Community blogs became important gathering spaces for those who wanted to communicate outside the core project’s official channels. One of these was WP Candy, a blog started by Michael Cromarty and later taken over by Ryan Imel. Another was WP Tavern, run by Jeff Chandler. WP Candy and WP Tavern became places where the community could share and discuss ideas, as well as vent outside the project’s central channels — and over time, both have hosted many major community debates.
One of the biggest debates was around data collection.

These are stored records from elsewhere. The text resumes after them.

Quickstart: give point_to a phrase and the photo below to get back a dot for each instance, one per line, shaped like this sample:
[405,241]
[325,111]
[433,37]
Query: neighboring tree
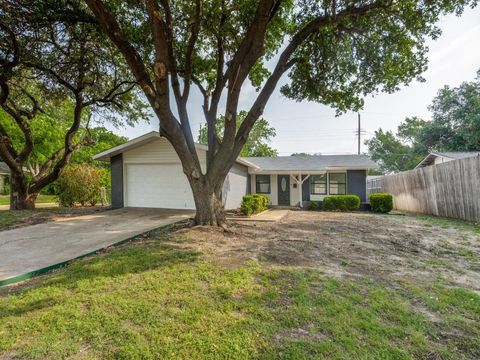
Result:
[334,52]
[391,153]
[256,144]
[57,72]
[455,126]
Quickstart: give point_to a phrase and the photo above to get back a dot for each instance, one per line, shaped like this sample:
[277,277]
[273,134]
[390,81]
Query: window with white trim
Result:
[262,184]
[318,184]
[337,183]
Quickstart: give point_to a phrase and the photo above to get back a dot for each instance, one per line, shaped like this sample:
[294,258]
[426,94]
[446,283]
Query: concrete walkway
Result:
[32,248]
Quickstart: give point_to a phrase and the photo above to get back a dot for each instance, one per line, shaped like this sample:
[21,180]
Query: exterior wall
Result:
[236,185]
[158,151]
[294,193]
[273,196]
[116,166]
[357,183]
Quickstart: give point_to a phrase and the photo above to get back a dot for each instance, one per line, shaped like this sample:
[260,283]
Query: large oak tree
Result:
[57,73]
[334,52]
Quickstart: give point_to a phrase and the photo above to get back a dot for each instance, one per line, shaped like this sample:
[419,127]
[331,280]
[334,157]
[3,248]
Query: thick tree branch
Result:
[113,31]
[285,62]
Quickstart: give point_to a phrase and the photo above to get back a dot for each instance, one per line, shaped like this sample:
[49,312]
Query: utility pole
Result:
[359,132]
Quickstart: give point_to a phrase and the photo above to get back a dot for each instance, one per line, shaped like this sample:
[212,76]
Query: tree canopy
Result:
[333,51]
[58,75]
[455,126]
[257,142]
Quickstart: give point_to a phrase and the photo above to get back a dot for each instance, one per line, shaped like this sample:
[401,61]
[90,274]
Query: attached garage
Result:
[146,172]
[157,186]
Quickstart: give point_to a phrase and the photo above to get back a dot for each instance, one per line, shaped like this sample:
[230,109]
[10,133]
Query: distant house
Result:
[146,172]
[435,158]
[4,173]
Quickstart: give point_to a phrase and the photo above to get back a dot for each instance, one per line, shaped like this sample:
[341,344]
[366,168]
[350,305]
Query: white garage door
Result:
[157,186]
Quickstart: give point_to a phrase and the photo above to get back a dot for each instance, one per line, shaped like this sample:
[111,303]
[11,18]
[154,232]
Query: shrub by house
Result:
[80,184]
[341,203]
[254,203]
[381,202]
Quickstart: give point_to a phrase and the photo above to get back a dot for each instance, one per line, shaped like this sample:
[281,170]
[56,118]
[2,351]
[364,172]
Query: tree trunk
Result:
[20,199]
[208,203]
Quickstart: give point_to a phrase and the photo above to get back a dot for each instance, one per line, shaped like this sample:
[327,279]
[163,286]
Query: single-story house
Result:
[4,173]
[146,172]
[435,158]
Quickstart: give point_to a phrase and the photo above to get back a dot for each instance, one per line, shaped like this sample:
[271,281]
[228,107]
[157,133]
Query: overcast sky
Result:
[313,128]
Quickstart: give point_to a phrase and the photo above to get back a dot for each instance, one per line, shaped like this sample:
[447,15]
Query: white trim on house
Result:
[303,172]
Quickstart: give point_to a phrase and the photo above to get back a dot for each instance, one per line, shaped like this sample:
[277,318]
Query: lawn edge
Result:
[44,270]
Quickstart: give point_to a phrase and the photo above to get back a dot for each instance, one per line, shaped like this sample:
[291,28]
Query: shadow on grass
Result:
[98,270]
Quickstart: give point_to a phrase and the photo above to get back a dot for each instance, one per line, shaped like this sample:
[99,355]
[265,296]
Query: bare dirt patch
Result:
[344,245]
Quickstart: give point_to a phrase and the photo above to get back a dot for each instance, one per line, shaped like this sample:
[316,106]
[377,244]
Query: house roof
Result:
[4,168]
[263,164]
[312,163]
[453,155]
[142,140]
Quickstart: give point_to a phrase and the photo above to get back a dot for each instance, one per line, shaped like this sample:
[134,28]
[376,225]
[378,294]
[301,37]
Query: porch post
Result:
[299,184]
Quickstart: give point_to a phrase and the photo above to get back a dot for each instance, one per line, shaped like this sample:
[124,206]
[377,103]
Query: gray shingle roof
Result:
[314,163]
[458,154]
[4,168]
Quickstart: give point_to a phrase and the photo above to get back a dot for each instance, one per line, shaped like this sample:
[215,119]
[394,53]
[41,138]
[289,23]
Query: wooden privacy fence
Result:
[451,189]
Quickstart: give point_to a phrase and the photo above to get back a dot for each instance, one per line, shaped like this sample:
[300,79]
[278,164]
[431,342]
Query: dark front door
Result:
[283,189]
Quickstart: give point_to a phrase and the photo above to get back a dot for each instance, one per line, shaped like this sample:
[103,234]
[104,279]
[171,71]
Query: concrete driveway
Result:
[29,250]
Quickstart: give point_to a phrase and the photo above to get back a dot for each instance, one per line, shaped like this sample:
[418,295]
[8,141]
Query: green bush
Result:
[80,184]
[313,205]
[341,203]
[254,203]
[381,202]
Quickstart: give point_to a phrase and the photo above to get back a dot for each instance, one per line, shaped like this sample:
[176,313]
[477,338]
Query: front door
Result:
[283,190]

When WordPress 2.3 shipped with update notifications, the initial debate quieted down. Lynne Pope (Elpie) reopened the discussion in 2009 on WP Tavern’s forums, and also posted to wp-hackers. Lynne pointed out that Matt had said data collection would be reviewed in WordPress 2.5. She discussed URL collection and asked whether WordPress had a need to collect them, suggesting that an anonymous identifier could replace the blog URL. In the discussion thread on WP Tavern, Lynne went further into her concerns:
wordpress.org is not a legal entity so there is nobody to sue if data is misused. You can’t sue a community. There is no disclosure about what data is collected or how it will be used. People are just supposed to trust that volunteers working on an open source project can be relied upon to keep personal data private?

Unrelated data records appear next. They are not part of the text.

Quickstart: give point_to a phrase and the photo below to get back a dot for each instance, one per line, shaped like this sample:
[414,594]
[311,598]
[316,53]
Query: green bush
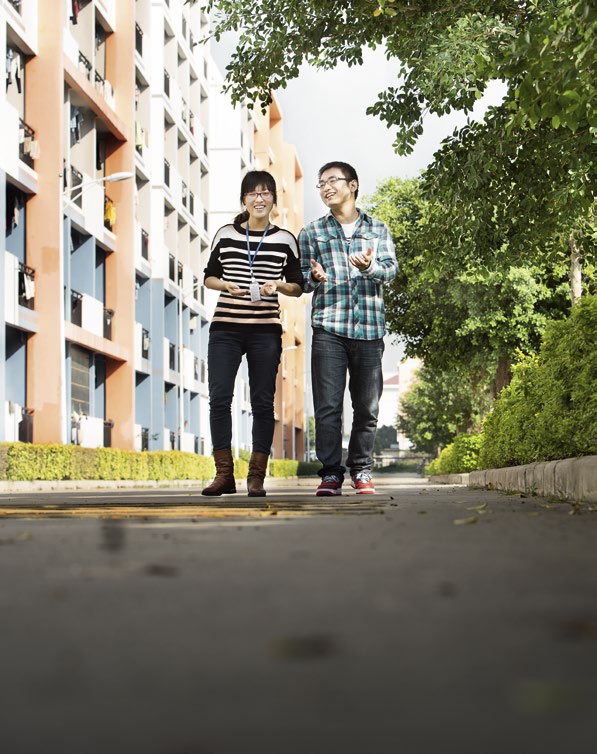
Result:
[549,410]
[28,462]
[458,457]
[308,468]
[283,467]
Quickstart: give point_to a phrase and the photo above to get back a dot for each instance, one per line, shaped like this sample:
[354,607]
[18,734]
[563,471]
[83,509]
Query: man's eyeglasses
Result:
[332,181]
[263,194]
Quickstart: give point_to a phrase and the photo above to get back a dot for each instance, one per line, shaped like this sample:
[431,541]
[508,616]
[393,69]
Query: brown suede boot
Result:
[224,483]
[256,475]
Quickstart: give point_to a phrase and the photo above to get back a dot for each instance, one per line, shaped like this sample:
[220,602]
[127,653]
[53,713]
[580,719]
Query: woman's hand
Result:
[269,288]
[234,289]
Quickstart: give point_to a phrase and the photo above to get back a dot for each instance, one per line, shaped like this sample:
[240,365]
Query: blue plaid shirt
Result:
[351,303]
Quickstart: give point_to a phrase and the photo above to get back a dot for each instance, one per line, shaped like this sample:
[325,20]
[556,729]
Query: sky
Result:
[324,116]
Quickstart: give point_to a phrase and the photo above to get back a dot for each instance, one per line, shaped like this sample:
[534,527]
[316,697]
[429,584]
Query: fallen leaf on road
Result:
[479,508]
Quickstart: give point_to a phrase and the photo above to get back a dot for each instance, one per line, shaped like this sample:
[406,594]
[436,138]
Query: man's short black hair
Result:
[347,170]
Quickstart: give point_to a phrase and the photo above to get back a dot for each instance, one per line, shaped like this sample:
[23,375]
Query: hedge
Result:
[549,410]
[28,462]
[461,456]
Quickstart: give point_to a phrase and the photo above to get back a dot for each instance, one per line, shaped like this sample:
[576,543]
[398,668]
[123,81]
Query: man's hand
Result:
[363,260]
[317,272]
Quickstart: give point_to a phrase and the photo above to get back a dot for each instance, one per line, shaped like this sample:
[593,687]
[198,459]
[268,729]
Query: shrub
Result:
[549,410]
[283,467]
[28,462]
[458,457]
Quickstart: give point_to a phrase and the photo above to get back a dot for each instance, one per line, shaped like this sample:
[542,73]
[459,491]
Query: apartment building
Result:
[106,178]
[272,153]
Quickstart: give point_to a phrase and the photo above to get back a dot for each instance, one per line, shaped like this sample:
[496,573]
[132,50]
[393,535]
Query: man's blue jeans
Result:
[332,358]
[224,354]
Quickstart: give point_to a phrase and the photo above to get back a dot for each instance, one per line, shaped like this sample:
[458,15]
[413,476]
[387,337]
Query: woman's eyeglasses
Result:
[252,195]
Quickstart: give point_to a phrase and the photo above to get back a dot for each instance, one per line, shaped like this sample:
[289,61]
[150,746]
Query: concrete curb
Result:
[449,479]
[573,479]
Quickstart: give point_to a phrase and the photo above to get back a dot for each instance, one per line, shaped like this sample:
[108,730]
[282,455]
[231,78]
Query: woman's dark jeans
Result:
[225,351]
[332,357]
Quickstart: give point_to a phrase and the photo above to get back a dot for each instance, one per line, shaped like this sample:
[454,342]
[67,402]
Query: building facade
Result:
[106,177]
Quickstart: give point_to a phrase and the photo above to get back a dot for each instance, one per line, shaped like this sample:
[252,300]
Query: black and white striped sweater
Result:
[277,259]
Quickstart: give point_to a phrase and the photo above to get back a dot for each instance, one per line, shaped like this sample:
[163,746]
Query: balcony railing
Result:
[139,39]
[108,425]
[145,343]
[26,425]
[109,213]
[26,285]
[76,308]
[76,180]
[144,244]
[27,143]
[85,65]
[108,317]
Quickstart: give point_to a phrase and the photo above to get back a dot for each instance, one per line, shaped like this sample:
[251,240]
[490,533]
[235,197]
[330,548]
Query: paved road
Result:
[420,621]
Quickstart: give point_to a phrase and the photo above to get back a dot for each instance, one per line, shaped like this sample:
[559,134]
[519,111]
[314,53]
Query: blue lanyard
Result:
[252,258]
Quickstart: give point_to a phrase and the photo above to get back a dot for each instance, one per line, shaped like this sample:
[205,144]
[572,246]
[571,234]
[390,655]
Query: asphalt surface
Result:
[421,620]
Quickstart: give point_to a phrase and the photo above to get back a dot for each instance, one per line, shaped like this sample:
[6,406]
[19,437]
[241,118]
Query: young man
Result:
[346,256]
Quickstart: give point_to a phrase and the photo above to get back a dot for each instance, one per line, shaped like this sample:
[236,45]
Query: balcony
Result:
[76,308]
[108,317]
[85,66]
[144,244]
[26,286]
[145,343]
[139,39]
[109,213]
[26,425]
[76,180]
[108,425]
[28,147]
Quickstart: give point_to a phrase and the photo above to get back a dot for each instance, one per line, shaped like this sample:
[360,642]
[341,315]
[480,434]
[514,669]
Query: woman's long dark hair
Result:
[249,183]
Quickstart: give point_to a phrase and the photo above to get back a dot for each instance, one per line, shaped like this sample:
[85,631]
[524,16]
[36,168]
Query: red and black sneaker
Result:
[363,483]
[331,484]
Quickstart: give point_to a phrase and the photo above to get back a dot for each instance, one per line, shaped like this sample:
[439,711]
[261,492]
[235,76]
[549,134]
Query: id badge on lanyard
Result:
[254,285]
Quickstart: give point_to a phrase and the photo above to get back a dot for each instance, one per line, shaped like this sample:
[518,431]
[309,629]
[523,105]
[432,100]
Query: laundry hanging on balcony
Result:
[109,212]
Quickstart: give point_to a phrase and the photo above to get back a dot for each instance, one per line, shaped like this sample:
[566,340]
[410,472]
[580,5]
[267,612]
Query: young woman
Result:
[251,262]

She referenced WordPress.org being cracked in March 2007; if someone were to crack WordPress.org again, they would have access to all the data.
Since much of the data is freely available on the internet, many were unconcerned about the collection, but Lynne pointed out that what isn’t readily available is the totality of that information (WordPress version, PHP version, locale setting, plugin information, and the website’s URL as a package). In 2009, people were growing more concerned about internet privacy. People signed up for social media services that collected huge amounts of data, used to target advertising. A 2009 paper reported that personally identifiable information could be leaked from social networks (PDF) and third parties could link that data with actions on other websites. At the same time, internet users were becoming more vocal about privacy concerns. In February 2009, for example, when Facebook changed its Terms of Service to say that user data would be retained by Facebook even if the user quit the service, the company faced an outcry and was forced to backtrack.
In the midst of these privacy concerns, WordPress was a bastion of the independent web. If a person has privacy concerns, they can avoid using social media; but they can create a website using something like WordPress, on their own server, with complete control over their own data. For some people in the community, data collection tarnishes this independence. There is potential for abuse, and even if there is trust in the people who have access to this data now, there’s no guarantee that others with access to the data will use it in the same way in the future.
Mark Jaquith, who had originally opposed the data collection, responded to Lynne on wp-hackers:
The more I thought about it, the more my knee-jerk objections faded away. Your server is doing an HTTP request, so the server knows your server’s IP address. You can figure out what blog domains are hosted on that IP with a search on Bing or several other search engines. So if WordPress.org really wanted to know your URL, it could find it. Again, that’s just based on the IP address, which you HAVE to send for HTTP to work. If your URL is discoverable, and your IP address has to be sent, withholding the URL doesn’t actually get you more privacy, ultimately.
While wp-hackers saw some of this discussion, it mostly took place on WP Tavern. The discussion thread generated 291 responses — the most popular post in the forum’s lifespan. It was also heavily discussed on Weblog Tools Collection under a post from Jeff Chandler, titled “Is WordPress spyware?”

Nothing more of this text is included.